EVIDENCE OF LEARNING

To put together an action plan for how to handle contingencies during a massive disaster such as an earthquake, perhaps even to put together a notebook with the policy that would include how to take care of your own needs. A side goal would be to have an infrastructure so that students hand down the policy, which would be designed by students, to future students.

LEARNING ACTIVITY

Facilitate a discussion and process of developing a student-led contingency plan. We anticipate both a destruction and construction here. First you would have to prepare the students by destructing students’ expectations of what resources will be available. No phone, no electricty, no cell phone, even no newsroom. Fortunately, there are a lot of new storytelling tools available today than there were in 1989 –online publications hosted off site, cell phones, Twitter, Facebook, MySpace, etc.– but will they be available during a crisis?

Would students know how to gather material, where to gather, how to communicate, how to get beyond the resources they take for granted, know how to recgonize and deal with their own trauma.
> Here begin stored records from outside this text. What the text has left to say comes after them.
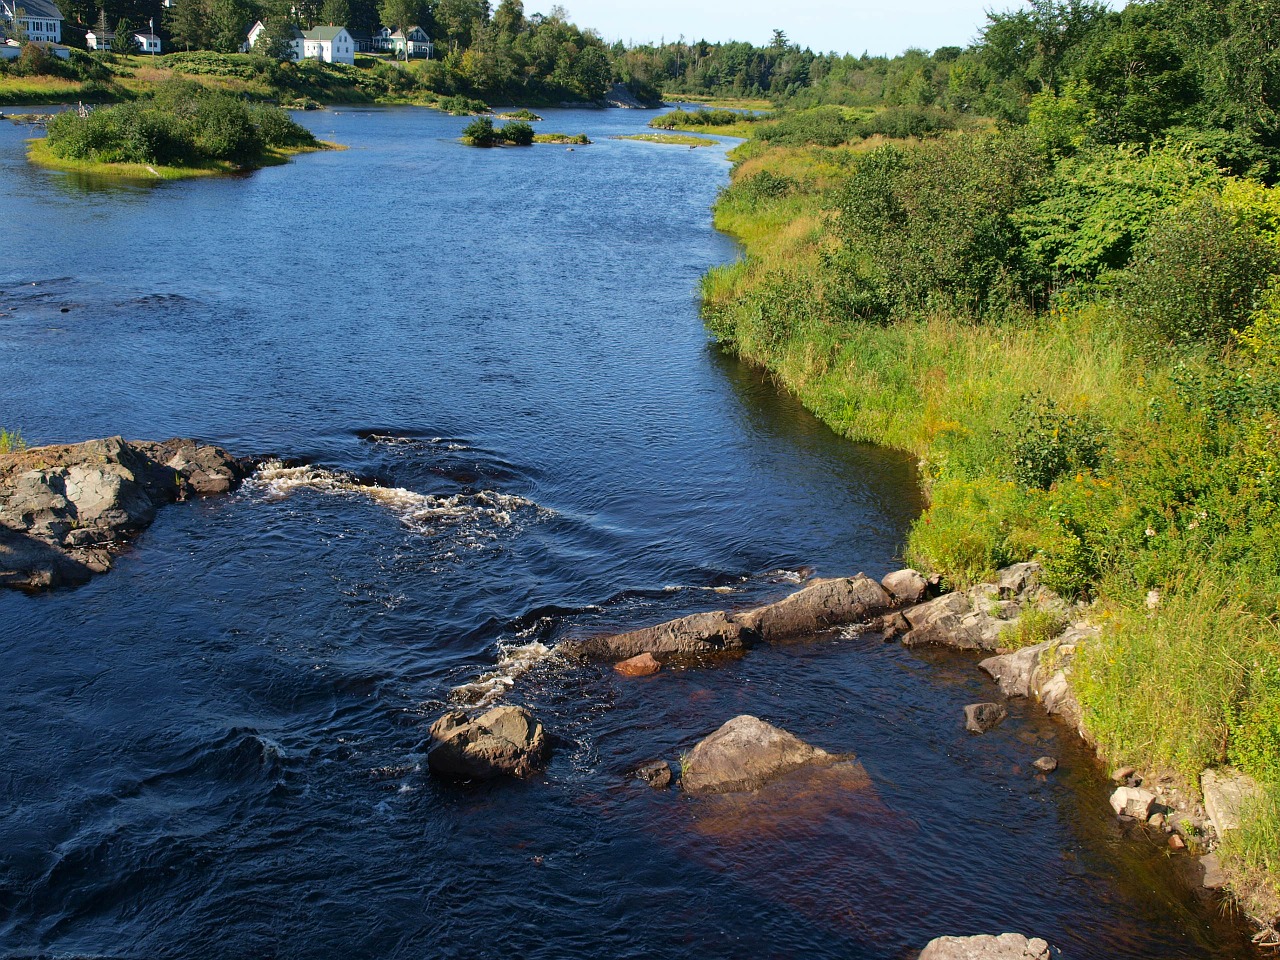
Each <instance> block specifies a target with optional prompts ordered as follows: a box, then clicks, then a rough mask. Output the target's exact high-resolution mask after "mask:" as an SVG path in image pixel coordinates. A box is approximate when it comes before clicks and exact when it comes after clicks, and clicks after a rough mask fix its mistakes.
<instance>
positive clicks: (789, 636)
mask: <svg viewBox="0 0 1280 960" xmlns="http://www.w3.org/2000/svg"><path fill="white" fill-rule="evenodd" d="M892 605H893V600H892V598H891V596H890V594H888V591H887V590H886V589H884V588H883V586H881V585H879V584H877V582H876V581H874V580H872V579H870V577H867V576H863V575H860V573H859V575H858V576H854V577H837V579H835V580H815V581H814V582H813V584H810V585H809V586H806V588H804V589H803V590H799V591H796V593H794V594H791V595H790V596H787V598H785V599H782V600H778V602H777V603H771V604H769V605H767V607H758V608H756V609H754V611H748V612H746V613H740V614H737V617H736V621H737V622H739V623H741V625H742V626H744V627H745V628H746V630H750V631H753V632H754V634H755V635H756V636H759V637H760V639H762V640H773V641H776V640H788V639H792V637H796V636H804V635H808V634H817V632H818V631H820V630H824V628H827V627H833V626H844V625H846V623H861V622H867V621H869V620H872V618H874V617H878V616H881V614H882V613H884V612H886V611H888V609H890V608H891V607H892Z"/></svg>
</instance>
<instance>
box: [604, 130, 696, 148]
mask: <svg viewBox="0 0 1280 960" xmlns="http://www.w3.org/2000/svg"><path fill="white" fill-rule="evenodd" d="M613 140H639V141H641V142H643V143H667V145H669V146H677V147H714V146H716V145H717V143H718V142H719V141H716V140H707V137H692V136H690V134H687V133H627V134H623V136H618V137H613Z"/></svg>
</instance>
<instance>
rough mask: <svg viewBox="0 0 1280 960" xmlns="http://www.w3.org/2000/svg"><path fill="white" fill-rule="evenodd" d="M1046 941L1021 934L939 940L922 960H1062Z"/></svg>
mask: <svg viewBox="0 0 1280 960" xmlns="http://www.w3.org/2000/svg"><path fill="white" fill-rule="evenodd" d="M1061 956H1062V955H1061V954H1060V952H1059V951H1057V950H1056V948H1053V947H1051V946H1050V945H1048V943H1047V942H1046V941H1043V940H1039V938H1038V937H1037V938H1033V940H1028V938H1027V937H1024V936H1021V934H1020V933H1001V934H1000V936H998V937H992V936H989V934H983V936H980V937H938V938H937V940H934V941H931V942H929V945H928V946H927V947H925V948H924V950H923V951H922V952H920V960H1061Z"/></svg>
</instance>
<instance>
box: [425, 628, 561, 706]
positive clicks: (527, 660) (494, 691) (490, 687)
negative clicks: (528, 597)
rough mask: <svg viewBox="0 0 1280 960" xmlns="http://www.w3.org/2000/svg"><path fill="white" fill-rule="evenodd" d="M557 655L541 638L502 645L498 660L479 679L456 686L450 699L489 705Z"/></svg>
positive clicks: (475, 703)
mask: <svg viewBox="0 0 1280 960" xmlns="http://www.w3.org/2000/svg"><path fill="white" fill-rule="evenodd" d="M554 655H556V650H554V649H553V648H550V646H548V645H547V644H544V643H541V641H540V640H534V641H532V643H527V644H499V645H498V663H497V664H495V666H494V668H493V669H490V671H488V672H486V673H481V675H480V676H479V677H477V678H476V680H474V681H471V682H470V684H463V685H462V686H456V687H453V690H452V691H451V692H449V699H451V700H456V701H458V703H465V704H468V705H471V707H488V705H489V704H492V703H494V701H495V700H499V699H502V696H503V695H504V694H506V692H507V691H508V690H511V687H513V686H515V685H516V681H517V680H520V677H522V676H524V675H525V673H527V672H529V671H531V669H532V668H534V667H536V666H538V664H539V663H541V662H544V660H548V659H550V658H552V657H554Z"/></svg>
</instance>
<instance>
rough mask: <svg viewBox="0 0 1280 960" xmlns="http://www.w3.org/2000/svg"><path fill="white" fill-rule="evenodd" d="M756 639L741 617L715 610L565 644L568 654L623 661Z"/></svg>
mask: <svg viewBox="0 0 1280 960" xmlns="http://www.w3.org/2000/svg"><path fill="white" fill-rule="evenodd" d="M755 640H756V635H755V631H753V630H749V628H748V627H745V626H744V625H742V623H741V622H740V621H739V620H736V618H735V617H731V616H730V614H728V613H726V612H724V611H712V612H710V613H694V614H691V616H689V617H681V618H680V620H672V621H667V622H666V623H658V625H657V626H653V627H644V628H643V630H632V631H631V632H627V634H614V635H612V636H593V637H586V639H584V640H571V641H567V643H566V644H564V646H566V652H567V653H573V654H577V655H584V657H600V658H608V659H620V660H621V659H630V658H631V657H639V655H640V654H643V653H649V654H666V655H675V657H698V655H707V654H717V653H727V652H732V650H745V649H746V648H749V646H750V645H751V644H753V643H755Z"/></svg>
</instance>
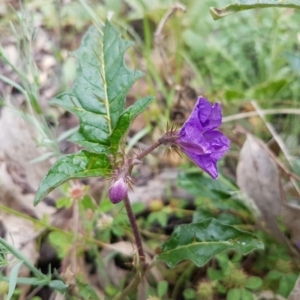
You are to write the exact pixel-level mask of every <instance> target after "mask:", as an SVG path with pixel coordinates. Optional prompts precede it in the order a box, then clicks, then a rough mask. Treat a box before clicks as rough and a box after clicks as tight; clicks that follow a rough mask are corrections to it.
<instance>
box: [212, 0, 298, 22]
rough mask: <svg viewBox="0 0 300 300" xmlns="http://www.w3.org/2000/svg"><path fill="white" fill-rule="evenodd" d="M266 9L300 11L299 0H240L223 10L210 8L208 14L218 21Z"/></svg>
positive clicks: (221, 9) (224, 8) (215, 7)
mask: <svg viewBox="0 0 300 300" xmlns="http://www.w3.org/2000/svg"><path fill="white" fill-rule="evenodd" d="M268 7H283V8H284V7H286V8H298V9H300V0H290V1H289V0H284V1H283V0H265V1H258V0H243V1H242V0H240V1H238V2H237V3H233V4H229V5H227V6H225V7H223V8H216V7H211V8H210V14H211V16H212V17H213V19H214V20H218V19H221V18H224V17H226V16H229V15H231V14H234V13H237V12H240V11H244V10H249V9H254V8H268Z"/></svg>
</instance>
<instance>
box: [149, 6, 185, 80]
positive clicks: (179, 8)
mask: <svg viewBox="0 0 300 300" xmlns="http://www.w3.org/2000/svg"><path fill="white" fill-rule="evenodd" d="M178 10H181V11H183V12H185V11H186V8H185V6H184V5H183V4H181V3H177V4H175V5H174V6H173V7H171V8H170V9H169V10H168V11H167V13H166V14H165V15H164V16H163V18H162V19H161V21H160V22H159V24H158V26H157V29H156V31H155V33H154V41H155V45H156V46H157V48H158V51H159V54H160V56H161V58H162V62H163V65H164V72H165V78H166V81H167V83H168V84H169V86H173V85H174V82H173V80H172V78H171V77H170V76H169V74H170V73H171V72H170V68H169V64H168V63H167V56H166V53H165V50H164V49H163V47H162V41H163V34H162V30H163V28H164V26H165V25H166V23H167V21H168V19H169V18H170V17H171V16H172V15H173V14H174V13H175V12H176V11H178Z"/></svg>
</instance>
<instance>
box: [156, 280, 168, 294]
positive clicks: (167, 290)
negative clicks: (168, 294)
mask: <svg viewBox="0 0 300 300" xmlns="http://www.w3.org/2000/svg"><path fill="white" fill-rule="evenodd" d="M168 288H169V284H168V282H167V281H165V280H162V281H160V282H159V283H158V285H157V294H158V297H159V298H162V297H163V296H164V295H166V293H167V292H168Z"/></svg>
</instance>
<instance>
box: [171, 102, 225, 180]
mask: <svg viewBox="0 0 300 300" xmlns="http://www.w3.org/2000/svg"><path fill="white" fill-rule="evenodd" d="M221 123H222V108H221V104H220V103H215V104H214V105H211V104H210V102H208V101H207V99H205V98H204V97H202V96H200V97H199V98H198V100H197V103H196V105H195V107H194V109H193V111H192V113H191V115H190V117H189V118H188V119H187V121H186V122H185V123H184V125H183V126H182V128H181V130H180V131H179V137H178V138H177V140H176V144H177V146H179V147H180V148H181V150H182V151H183V152H184V153H185V154H186V155H187V156H188V157H189V158H190V159H191V160H192V161H193V162H194V163H195V164H196V165H197V166H199V167H200V168H201V169H202V170H203V171H205V172H207V173H208V174H209V175H210V176H211V177H212V178H214V179H216V178H218V169H217V161H218V160H219V159H220V158H221V157H223V155H224V154H225V152H227V151H228V150H229V149H230V141H229V139H228V138H227V137H226V136H225V135H223V133H221V132H220V131H217V130H214V129H216V128H217V127H219V126H220V125H221Z"/></svg>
We spent a lot of time talking about how much time it would take to complete this project. You could complete the destruction process within one class period, but the process of researching and organizing an action could take months. And then you need to facilitate an infrastructure for keeping the action plan alive.
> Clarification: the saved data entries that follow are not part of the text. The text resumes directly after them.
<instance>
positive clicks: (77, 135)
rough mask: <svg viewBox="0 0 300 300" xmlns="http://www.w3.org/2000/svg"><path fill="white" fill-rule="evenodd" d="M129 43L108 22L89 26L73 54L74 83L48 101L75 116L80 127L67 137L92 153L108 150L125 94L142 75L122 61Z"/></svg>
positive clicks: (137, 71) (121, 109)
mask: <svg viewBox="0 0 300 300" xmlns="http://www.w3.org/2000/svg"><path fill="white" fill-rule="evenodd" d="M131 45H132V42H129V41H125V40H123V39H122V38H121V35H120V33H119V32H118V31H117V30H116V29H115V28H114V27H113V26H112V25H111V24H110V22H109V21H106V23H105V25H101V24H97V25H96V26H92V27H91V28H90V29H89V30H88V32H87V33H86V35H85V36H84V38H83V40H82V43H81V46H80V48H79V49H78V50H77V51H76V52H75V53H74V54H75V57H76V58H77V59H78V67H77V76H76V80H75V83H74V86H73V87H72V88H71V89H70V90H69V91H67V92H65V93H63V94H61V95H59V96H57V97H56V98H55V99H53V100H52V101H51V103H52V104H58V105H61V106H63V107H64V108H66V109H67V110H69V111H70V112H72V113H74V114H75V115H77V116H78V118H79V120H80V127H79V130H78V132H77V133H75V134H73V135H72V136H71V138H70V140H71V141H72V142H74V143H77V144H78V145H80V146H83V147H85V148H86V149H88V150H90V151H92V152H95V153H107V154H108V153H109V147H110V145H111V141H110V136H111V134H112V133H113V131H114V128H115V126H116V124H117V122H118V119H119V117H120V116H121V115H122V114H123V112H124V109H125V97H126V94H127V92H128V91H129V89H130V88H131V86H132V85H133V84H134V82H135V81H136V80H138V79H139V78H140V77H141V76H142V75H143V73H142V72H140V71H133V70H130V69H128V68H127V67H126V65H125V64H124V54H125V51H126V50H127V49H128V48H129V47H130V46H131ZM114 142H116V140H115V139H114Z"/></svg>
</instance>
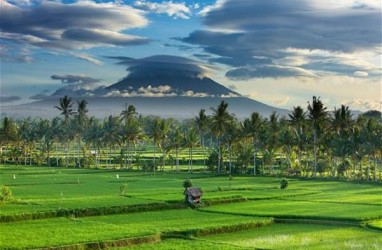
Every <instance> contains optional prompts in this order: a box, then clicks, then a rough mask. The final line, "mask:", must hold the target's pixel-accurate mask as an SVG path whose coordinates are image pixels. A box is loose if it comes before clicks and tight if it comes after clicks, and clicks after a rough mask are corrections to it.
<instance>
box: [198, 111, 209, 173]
mask: <svg viewBox="0 0 382 250" xmlns="http://www.w3.org/2000/svg"><path fill="white" fill-rule="evenodd" d="M205 112H206V110H205V109H201V110H200V111H199V115H198V116H197V117H195V124H196V126H197V128H198V130H199V136H200V141H201V145H202V150H203V171H204V172H205V171H206V155H205V148H204V146H205V144H204V140H205V138H204V136H205V134H206V132H207V130H208V123H209V121H208V120H209V119H208V116H207V115H206V113H205Z"/></svg>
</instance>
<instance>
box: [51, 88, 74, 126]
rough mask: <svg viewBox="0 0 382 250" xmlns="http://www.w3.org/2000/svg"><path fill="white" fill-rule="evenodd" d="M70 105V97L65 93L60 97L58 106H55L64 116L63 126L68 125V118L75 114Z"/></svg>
mask: <svg viewBox="0 0 382 250" xmlns="http://www.w3.org/2000/svg"><path fill="white" fill-rule="evenodd" d="M72 106H73V101H72V98H70V97H68V96H67V95H66V96H64V97H61V98H60V105H59V106H55V108H56V109H58V110H60V111H61V115H63V116H64V124H65V126H68V125H69V119H70V118H71V117H72V116H74V115H75V114H76V112H75V111H74V110H73V108H72Z"/></svg>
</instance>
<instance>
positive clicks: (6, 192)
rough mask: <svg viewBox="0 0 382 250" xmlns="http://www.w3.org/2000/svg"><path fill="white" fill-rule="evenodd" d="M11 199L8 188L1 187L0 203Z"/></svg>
mask: <svg viewBox="0 0 382 250" xmlns="http://www.w3.org/2000/svg"><path fill="white" fill-rule="evenodd" d="M11 198H12V190H11V188H10V187H8V186H2V187H1V196H0V201H3V202H5V201H9V200H10V199H11Z"/></svg>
By the way, a great starting point for research resources is the new Dart Center web site. And the center has a lot of great tools instructors can use. Three that we’re getting copies of to distribute to JACC faculty are booklets on Reporting War, Covering Children nd Trauma and Tragedies and Journalists.

Reporting War Covering Children and Trauma Tragedies and Journalists

ACT ONE, ACT TWO, …

In Part One of these reports I talked about the Act One, Act Two and Act Three of Trauma. It should be noted that our lesson attacks Act One, dealing with the original trauma, though we talked about making sure do more than deal with the crisis story. Act Two is about avoiding re-traumatizing and reporting the emotional results of trauma. Some of the tams in the workshop worked on lessons addressing Act Two. Act Three is addressing the long-term effects of trauma. None of us attacked that very difficult level.

NOTE: There were late Friday afternoon sessions I did not blog about. I may get to those later. The afternoon sessions went quickly and I was on such brain overload that my notes are sketchier. My apologies to those excellent session leaders. I don’t appreciate their contributions an less.